Kai hangi ara gelmişte bizi duyup bütün uğraşlarımızın bitmesini ve şu an olduğu gibi utançtan yerin dibine girmemi sağlamıştı hala anlayamamıştım. Oyunumuzun asıl teması yani, en azından benim açımdan Kai'nin bana olan hislerini bilmekti. Bu yüzden Baekhyun ve Chanyeol'un da verdiği gazla Kai'ye yakın davranıp davranışlarını gözlemleyecektik. Evet. Başka işimiz yoktu zaten.
Aslında bu saçma oyunu ilk günden bitirecektim. Ama Kai'ye böyle davranmak benimde hoşuma gitmedi değil. Bu yüzden oyuna devam edip büyük bir hata yaptım. Sonunun böyle olacağını biliyordum.
Şu an ise Kai tarafından zorla bavulum toplanıyordu. Ama tabi ki gitmeyecektim. Gitmek istiyordum fakat daha fazla Kai'ye yük olamazdım. Burada Baekhyun ile yaşar giderdim. Hafızam hiç gelemeyecek değildi. Bir gün elbet gelirdi. Ve o zaman hayatıma Kai'siz, Chanyeol'suz kaldığı yerden devam edebilirdim.
Hayır. Edemezdim. Kendimi kandırıyordum. Hayallerimde, hayatımın devamında yanımda her zaman Kai vardı. Bunun nedenini bende bilmiyordum.
"Kai gidemem buradan. Boşu boşuna toplama şu valizi."
Sinirle nefes alıp verdikten sonra yüzüme bakmaya başladı. Bakışları eskisi gibi değildi. Tek farkı o bakışlara intikam da eklenmişti. İntikamını alacağını biliyordum. Önemli olan nasıl alacağıydı.
"Sana sorduğumu hatırlamıyorum zaten."
Birden öz güven gelmiş buna. Bir açılmış.
"Ben de Chen'sem gitmiyorum. Burada kalıyorum diyorsam, burada kalıyorum o kadar Kai Bey."
Kai'ye korkuyla baktığımda bir süre dediğimi algılayamadığını fark ettim. On saniye sonra beni olduğum yerden sıçratacak bir şekilde kahkaha atmıştı. Tamam biraz saçma bir konuşma yapmış olabilirdim. Ama burada saçma olan bir şey varsa o da Kai'nin ta kendisiydi.
"Komik mi?"
Birden ciddileşip bavulumu topladığından çöktüğü yerden kalktı ve yine üzerime doğru yürümeye başladı.

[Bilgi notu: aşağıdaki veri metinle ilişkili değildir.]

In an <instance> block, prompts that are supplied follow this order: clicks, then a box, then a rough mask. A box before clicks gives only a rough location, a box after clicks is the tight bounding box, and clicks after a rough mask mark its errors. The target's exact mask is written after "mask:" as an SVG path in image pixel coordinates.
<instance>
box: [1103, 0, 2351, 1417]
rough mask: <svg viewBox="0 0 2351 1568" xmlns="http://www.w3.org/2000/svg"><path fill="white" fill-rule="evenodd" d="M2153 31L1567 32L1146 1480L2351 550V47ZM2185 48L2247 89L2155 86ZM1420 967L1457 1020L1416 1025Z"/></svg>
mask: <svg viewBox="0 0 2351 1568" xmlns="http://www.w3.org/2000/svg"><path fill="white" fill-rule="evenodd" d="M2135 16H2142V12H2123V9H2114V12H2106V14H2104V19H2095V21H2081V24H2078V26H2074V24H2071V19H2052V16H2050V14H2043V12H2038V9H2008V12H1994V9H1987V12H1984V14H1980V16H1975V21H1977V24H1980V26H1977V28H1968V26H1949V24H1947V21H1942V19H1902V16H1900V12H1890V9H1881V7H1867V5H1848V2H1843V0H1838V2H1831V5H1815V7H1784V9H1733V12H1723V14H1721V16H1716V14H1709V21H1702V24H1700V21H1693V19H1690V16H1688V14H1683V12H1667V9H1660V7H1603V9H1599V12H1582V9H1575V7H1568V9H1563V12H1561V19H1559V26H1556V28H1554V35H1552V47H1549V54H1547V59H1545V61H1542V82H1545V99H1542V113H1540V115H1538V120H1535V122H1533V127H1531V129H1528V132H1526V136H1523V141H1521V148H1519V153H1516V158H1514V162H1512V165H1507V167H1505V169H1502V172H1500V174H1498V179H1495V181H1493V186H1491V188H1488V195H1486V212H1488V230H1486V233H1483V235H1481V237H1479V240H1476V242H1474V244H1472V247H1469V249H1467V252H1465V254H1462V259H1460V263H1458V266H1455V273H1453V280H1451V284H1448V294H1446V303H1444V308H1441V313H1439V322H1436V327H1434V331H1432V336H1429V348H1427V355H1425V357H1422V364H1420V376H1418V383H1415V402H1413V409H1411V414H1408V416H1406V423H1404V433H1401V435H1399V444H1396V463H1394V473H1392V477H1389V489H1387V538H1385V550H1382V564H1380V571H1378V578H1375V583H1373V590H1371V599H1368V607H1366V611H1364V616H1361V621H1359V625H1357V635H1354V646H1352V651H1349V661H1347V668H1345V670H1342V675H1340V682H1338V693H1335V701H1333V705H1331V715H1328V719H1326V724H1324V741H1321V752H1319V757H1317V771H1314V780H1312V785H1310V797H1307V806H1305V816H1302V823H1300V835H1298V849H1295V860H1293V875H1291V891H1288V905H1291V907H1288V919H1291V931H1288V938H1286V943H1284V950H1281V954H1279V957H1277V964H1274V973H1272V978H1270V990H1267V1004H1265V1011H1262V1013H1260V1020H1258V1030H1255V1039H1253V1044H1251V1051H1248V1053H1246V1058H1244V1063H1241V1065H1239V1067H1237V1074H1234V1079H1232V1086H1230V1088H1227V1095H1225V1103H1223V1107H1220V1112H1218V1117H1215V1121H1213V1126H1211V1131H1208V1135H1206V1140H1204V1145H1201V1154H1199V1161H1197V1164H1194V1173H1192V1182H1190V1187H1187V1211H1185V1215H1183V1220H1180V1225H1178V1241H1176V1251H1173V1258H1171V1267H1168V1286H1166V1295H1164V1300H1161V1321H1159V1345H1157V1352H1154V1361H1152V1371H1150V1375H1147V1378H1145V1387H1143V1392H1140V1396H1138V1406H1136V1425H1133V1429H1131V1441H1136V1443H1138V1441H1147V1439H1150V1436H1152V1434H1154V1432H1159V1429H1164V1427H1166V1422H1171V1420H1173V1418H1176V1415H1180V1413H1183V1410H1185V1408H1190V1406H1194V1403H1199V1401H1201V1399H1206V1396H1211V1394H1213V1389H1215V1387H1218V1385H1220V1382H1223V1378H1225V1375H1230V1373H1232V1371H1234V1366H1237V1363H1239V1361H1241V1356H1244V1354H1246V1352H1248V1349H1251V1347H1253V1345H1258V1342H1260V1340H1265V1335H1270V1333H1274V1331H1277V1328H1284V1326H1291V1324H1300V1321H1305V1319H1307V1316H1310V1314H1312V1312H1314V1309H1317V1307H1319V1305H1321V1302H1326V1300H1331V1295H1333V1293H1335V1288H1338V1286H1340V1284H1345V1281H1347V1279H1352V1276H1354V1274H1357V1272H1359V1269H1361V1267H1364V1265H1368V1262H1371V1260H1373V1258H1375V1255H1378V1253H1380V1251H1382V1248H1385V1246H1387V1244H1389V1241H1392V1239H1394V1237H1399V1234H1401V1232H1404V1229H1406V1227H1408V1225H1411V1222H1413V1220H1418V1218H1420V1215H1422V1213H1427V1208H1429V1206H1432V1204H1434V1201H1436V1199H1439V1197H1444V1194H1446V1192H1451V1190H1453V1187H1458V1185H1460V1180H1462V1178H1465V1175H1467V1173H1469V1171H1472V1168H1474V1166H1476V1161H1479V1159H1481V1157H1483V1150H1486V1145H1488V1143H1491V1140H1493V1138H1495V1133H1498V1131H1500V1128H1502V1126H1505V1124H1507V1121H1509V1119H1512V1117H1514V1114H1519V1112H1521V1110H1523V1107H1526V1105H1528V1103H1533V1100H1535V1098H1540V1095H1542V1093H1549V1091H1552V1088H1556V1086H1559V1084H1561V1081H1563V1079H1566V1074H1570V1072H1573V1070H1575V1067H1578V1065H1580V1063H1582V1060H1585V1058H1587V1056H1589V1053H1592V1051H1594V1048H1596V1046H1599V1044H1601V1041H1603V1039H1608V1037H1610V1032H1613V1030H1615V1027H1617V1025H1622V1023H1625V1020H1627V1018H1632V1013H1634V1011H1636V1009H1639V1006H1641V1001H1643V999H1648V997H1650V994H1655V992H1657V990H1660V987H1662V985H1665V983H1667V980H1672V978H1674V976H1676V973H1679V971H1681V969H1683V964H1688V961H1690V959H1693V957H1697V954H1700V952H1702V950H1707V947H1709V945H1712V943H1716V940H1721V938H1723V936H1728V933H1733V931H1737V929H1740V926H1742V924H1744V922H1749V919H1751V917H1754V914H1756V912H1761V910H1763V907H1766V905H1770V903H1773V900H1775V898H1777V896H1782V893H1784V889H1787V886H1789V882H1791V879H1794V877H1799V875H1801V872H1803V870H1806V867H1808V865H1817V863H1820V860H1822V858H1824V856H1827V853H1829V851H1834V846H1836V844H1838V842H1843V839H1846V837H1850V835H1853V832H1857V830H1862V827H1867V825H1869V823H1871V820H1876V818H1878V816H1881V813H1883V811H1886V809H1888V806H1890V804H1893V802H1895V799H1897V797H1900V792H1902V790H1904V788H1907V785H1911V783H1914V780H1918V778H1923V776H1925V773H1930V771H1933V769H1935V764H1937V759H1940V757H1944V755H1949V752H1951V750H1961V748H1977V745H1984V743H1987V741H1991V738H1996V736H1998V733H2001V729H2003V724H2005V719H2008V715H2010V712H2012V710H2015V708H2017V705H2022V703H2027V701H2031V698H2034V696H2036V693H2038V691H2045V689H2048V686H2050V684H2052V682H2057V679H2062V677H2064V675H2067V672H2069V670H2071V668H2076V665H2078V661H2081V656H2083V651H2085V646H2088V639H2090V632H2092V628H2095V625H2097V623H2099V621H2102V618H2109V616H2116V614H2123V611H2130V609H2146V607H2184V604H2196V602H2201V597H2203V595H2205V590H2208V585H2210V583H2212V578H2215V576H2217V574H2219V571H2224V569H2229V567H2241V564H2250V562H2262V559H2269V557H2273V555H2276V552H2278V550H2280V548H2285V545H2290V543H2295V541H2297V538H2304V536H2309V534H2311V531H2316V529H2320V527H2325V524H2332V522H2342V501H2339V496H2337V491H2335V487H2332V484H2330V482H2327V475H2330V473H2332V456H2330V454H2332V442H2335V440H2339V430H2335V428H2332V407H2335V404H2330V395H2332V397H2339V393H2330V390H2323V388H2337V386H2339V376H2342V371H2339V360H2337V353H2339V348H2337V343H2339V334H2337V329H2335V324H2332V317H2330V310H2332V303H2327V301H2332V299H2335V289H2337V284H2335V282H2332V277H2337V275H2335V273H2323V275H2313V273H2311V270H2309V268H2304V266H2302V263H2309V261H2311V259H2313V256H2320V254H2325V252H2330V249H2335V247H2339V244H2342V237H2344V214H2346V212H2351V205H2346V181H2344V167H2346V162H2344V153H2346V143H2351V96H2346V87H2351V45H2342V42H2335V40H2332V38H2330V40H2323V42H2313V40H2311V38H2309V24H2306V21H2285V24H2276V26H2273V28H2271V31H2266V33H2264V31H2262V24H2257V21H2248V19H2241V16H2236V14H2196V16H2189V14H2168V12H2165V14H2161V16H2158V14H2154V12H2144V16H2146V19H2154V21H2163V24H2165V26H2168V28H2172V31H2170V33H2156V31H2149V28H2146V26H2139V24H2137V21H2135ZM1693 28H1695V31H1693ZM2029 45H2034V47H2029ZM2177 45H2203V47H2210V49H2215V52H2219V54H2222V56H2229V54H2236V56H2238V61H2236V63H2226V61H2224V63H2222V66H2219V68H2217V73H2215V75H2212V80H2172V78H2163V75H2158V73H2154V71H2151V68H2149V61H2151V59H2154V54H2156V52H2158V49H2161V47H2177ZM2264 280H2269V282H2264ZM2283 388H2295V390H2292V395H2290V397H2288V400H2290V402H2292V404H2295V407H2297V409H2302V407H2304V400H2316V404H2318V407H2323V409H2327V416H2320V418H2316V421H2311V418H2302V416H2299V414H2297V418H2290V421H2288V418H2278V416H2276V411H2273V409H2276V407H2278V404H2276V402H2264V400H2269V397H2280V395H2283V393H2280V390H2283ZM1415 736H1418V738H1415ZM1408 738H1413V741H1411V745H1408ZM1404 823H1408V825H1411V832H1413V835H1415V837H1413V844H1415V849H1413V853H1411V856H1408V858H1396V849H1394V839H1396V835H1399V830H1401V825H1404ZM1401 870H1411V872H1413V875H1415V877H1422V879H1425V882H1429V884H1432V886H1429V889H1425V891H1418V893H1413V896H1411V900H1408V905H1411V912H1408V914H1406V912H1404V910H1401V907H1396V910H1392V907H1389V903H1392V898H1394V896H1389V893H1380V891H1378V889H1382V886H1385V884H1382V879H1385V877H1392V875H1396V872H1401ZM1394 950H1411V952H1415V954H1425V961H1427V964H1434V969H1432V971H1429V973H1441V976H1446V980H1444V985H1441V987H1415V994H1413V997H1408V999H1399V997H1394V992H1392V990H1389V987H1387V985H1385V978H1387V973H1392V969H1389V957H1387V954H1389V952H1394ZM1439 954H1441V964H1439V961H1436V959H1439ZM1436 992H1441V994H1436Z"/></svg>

"Komik değil, sinir bozucu."
Tam bu sırada kapı çalındı. Haftalardır karakterinden ödün vermeyen, Kai'ye bin bir işkence eden Baekhyun gitmiş. Yerine Kai'ye utangaç, pişman gözlerle bakan Baekhyun gelmişti. Bu oyun bizim yararımıza değil kesinlikle Kai'nin yararına olmuştu. Aslında tamamen abartıyordu oyunu. Ne var yani biraz Kai'nin duygularıyla oynadıysam.
"Çıkın dışarı. Chen ile özel olarak konuşuyoruz."
"Sen kimsin de çocuğu kendi evinde, girmek istediği odadan kovuyorsun." dediğinde Chanyeol için endişelenmiştim. Kai umduğum kadar tepki vermemişti. Ama beni en çok Baekhyun'un "Tamam hadi çıkalım. Rahat, rahat konuşsunlar." demesi şaşırtmıştı. Kai'de şaşırmış olacak ki kaşlarını çatmıştı. (y/n: zaten sadece aynı anda şaşırın başka bir şey yapmayın süper bir couplesınız böyle devam)
Kai bavulda ki kıyafetleri çıkarıp yerine koymaya başladığında neredeyse gidip sarılacaktım. Ne kadar sinirlenip bağırsa da kıyamıyordu işte bana. Tamam biraz abartmış olabilirdim. Ama şimdi burada kalmama izin vermesi ertesi gün bir şey yapmayacağı anlamına gelmediğini biliyordum.
"Ne kadar çabuk pes ettin."
"Fazla konuşma her an vazgeçebilirim."
Kendimi fazla tutamayıp gidip yanaklarını sıkmaya başladım. Birden gözleri büyüdü.
"Ay, sen olmasan ne yapardım ben Kai."
"Ne bu, oyuna devam mı ediyorsun yoksa."
"Oyun olduğunu da nereden çıkardın. İçimden gelmiş olamaz mı? Yanağını sıkmak istemiştim sadece."